Finally we can reconstruct our mask :

#Repach individual patches into the orginal volume shape
reconstructed_image = unpatchify(predicted_patches_reshaped,image.shape)

For calculating the volume of pancreas we should take into account the voxel space :

# Define the voxel spacing in millimeters
voxel_spacing = 1.0

# Compute the volume of the segmented pancreas in millimeters cubed
pancreas_volume = np.sum(reconstructed_image) * (voxel_spacing ** 3)
     

this is the basic idea for the 3D approach.

the results :

As we will see each batch we result as part of the final mask as we will collect them in the final result.

And after collection will be like this:

which give us more precise implementation for pancreas volumentry that will be used in various application as we illustrated above.

The 2D approach:

It is called slice by slice approach in which we segment each slice of the 3D image on his own and then recombine the masks to 3d mask, this approach is computationally efficient but but it may not capture the full 3D context of the image and may lead to errors in the segmentation.
We will use a classic U-net model with adam optimizer and soft dice loss to train on each slice of the 3D image which will be reshaped to (1,image_size,image_size,1) to match the model input, then after training we will loop for each slice to predict the mask then concatenate slice masks to give our final output.
Let's dive into it :
First we define the model :



from keras.models import Model
from keras.layers import Input, Conv2D, MaxPooling2D, UpSampling2D, concatenate, Conv2DTranspose, Dropout, Lambda
from keras.optimizers import Adam
from keras.layers import Activation, MaxPool2D, Concatenate


def conv_block(input, num_filters):
    x = Conv2D(num_filters, 3, padding="same")(input)
    x = Activation("relu")(x)

    x = Conv2D(num_filters, 3, padding="same")(x)
    x = Activation("relu")(x)

    return x

#Encoder block: Conv block followed by maxpooling


def encoder_block(input, num_filters):
    x = conv_block(input, num_filters)
    p = MaxPool2D((2, 2))(x)
    return x, p  

#Decoder block
#skip features gets input from encoder for concatenation

def decoder_block(input, skip_features, num_filters):
    x = Conv2DTranspose(num_filters, (2, 2), strides=2, padding="same")(input)
    x = Concatenate()([x, skip_features])
    x = conv_block(x, num_filters)
    return x

#Build Unet using the blocks
def build_unet(input_shape):
    inputs = Input(input_shape)

    s1, p1 = encoder_block(inputs, 64)
    s2, p2 = encoder_block(p1, 128)
    s3, p3 = encoder_block(p2, 256)
    s4, p4 = encoder_block(p3, 512)

    b1 = conv_block(p4, 1024) #Bridge

    d1 = decoder_block(b1, s4, 512)
    d2 = decoder_block(d1, s3, 256)
    d3 = decoder_block(d2, s2, 128)
    d4 = decoder_block(d3, s1, 64)

    outputs = Conv2D(1, 1, padding="same", activation="sigmoid")(d4)  #Binary 

    model = Model(inputs, outputs, name="U-Net")
    return model



import numpy as np
import tensorflow as tf

# Load the 3D medical image data this time is .npy extension of shape(256,256,32) also the mask
image_data = np.load('image_data.npy')
segmentation_data = np.load('segmentation_data.npy')

# Define the slice size
slice_size = 256

# Define the 2D U-Net model
my_model = build_unet((256, 256, 1))

# Compile the model
model.compile(optimizer="Adam", loss=soft_dice_loss, metrics=soft_dice_coefficient)

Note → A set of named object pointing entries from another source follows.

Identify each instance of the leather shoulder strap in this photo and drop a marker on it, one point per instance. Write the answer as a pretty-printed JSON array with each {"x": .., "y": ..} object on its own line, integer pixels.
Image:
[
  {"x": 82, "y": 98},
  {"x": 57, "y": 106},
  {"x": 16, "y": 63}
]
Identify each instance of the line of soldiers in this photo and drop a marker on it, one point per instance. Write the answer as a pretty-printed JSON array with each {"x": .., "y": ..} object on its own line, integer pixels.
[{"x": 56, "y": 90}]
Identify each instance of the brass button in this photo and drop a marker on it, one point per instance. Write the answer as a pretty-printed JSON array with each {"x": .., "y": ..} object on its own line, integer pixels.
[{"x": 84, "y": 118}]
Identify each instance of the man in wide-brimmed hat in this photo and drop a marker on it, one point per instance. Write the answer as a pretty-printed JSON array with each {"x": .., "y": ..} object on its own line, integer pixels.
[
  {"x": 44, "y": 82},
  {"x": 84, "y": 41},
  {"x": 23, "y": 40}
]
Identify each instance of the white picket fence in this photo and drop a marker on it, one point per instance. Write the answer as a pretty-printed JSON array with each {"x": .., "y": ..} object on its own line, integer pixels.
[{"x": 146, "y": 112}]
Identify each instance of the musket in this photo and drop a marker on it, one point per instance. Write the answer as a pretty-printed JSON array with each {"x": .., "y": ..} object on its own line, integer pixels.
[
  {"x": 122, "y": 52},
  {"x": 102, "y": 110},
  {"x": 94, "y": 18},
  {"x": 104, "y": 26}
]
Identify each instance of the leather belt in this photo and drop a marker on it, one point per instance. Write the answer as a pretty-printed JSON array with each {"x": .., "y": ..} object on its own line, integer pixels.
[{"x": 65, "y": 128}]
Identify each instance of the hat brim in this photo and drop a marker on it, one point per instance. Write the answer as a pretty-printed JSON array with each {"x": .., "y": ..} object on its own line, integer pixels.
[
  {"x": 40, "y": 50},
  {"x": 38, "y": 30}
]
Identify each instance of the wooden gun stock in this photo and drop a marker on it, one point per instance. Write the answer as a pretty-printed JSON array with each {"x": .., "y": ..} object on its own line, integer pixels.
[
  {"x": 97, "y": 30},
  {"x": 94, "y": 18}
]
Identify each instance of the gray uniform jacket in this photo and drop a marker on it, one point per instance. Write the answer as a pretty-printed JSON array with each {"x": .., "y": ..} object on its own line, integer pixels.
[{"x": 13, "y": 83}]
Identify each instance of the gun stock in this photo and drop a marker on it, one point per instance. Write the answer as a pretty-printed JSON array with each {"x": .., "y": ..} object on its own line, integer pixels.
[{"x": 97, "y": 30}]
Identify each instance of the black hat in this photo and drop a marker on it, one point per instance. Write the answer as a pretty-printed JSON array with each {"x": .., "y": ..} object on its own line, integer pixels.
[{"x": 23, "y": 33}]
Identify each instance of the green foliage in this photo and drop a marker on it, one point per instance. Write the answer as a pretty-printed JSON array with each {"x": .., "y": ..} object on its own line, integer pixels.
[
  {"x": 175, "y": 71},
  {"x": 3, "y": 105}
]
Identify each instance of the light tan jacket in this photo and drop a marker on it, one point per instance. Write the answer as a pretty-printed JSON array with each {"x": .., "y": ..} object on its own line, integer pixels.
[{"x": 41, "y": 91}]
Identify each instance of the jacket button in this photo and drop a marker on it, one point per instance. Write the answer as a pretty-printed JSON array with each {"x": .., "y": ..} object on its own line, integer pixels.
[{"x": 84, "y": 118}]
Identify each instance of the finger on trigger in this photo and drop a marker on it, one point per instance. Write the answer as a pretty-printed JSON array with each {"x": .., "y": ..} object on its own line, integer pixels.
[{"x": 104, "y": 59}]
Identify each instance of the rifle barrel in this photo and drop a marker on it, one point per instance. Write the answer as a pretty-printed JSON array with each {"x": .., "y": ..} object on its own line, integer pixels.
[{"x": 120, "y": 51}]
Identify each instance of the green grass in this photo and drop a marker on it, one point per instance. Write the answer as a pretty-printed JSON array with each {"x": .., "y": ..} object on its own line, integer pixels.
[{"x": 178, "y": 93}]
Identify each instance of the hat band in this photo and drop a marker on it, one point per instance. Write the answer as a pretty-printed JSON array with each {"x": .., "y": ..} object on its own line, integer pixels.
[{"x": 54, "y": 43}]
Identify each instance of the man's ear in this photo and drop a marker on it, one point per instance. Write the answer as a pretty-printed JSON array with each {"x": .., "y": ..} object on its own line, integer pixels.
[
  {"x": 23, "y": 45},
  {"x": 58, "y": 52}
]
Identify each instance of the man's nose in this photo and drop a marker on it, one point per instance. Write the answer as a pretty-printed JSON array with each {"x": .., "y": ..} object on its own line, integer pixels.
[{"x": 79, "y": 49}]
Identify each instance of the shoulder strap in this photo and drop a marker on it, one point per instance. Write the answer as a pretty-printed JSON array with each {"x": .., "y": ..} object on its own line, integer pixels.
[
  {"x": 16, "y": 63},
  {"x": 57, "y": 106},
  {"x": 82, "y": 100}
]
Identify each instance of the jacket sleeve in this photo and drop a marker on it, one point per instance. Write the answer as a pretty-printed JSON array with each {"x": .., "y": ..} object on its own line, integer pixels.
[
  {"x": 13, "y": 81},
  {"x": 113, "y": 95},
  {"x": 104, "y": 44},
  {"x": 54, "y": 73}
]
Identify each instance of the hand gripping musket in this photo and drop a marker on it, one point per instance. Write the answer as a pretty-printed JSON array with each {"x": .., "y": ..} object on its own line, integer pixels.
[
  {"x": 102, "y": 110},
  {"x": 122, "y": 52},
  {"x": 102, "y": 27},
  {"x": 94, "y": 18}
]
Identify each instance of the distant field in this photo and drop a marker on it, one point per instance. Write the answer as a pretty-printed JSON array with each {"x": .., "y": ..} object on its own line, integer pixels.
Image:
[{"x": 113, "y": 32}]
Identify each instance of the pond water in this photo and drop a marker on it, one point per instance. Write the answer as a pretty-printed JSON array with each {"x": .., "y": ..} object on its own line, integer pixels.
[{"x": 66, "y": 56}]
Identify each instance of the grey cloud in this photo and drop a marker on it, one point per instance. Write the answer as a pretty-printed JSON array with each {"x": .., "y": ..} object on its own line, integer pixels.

# Train the model slice-by-slice
for i in range(train_images.shape[0]): # patch size
    for j in range(train_images.shape[2]): # depth dimension
        # Extract the current slice from the 3D image and corresponding segmentation label
        slice_image = train_images[i, :, :, j]
        slice_label = train_labels[i, :, :, j]

        # Reshape the slice image and label to (1, slice_size, slice_size, 1)
        slice_image = np.expand_dims(slice_image, axis=0)
        slice_image = np.expand_dims(slice_image, axis=-1)
        slice_label = np.expand_dims(slice_label, axis=0)
        slice_label = np.expand_dims(slice_label, axis=-1)

        # Train the 2D U-Net on the current slice and label
        my_model.train_on_batch(slice_image, slice_label)

After training the 2D unet let's try predicting the 3d mask:


# Loop through each slice in the 3D image
slices = []
for i in range(image_data.shape[2]):
    # Extract the current slice from the 3D image
    slice_data = image_data[:, :, i]

    # Resize the slice to the desired size for the 2D U-Net model
    resized_slice = tf.image.resize(slice_data, [slice_size, slice_size])

    # Add the resized slice to the list of slices
    slices.append(np.expand_dims(resized_slice, axis=-1))

# Convert the list of slices to a NumPy array
slices = np.asarray(slices)

# Perform the segmentation on each slice using the 2D U-Net model
segmented_slices = []
for i in range(slices.shape[0]):
    # Perform the segmentation on the current slice
    segmented_slice = my_model.predict(np.expand_dims(slices[i], axis=0))

    # Add the segmented slice to the list of segmented slices
    segmented_slices.append(segmented_slice.squeeze())

# Convert the list of segmented slices to a NumPy array
segmented_slices = np.asarray(segmented_slices)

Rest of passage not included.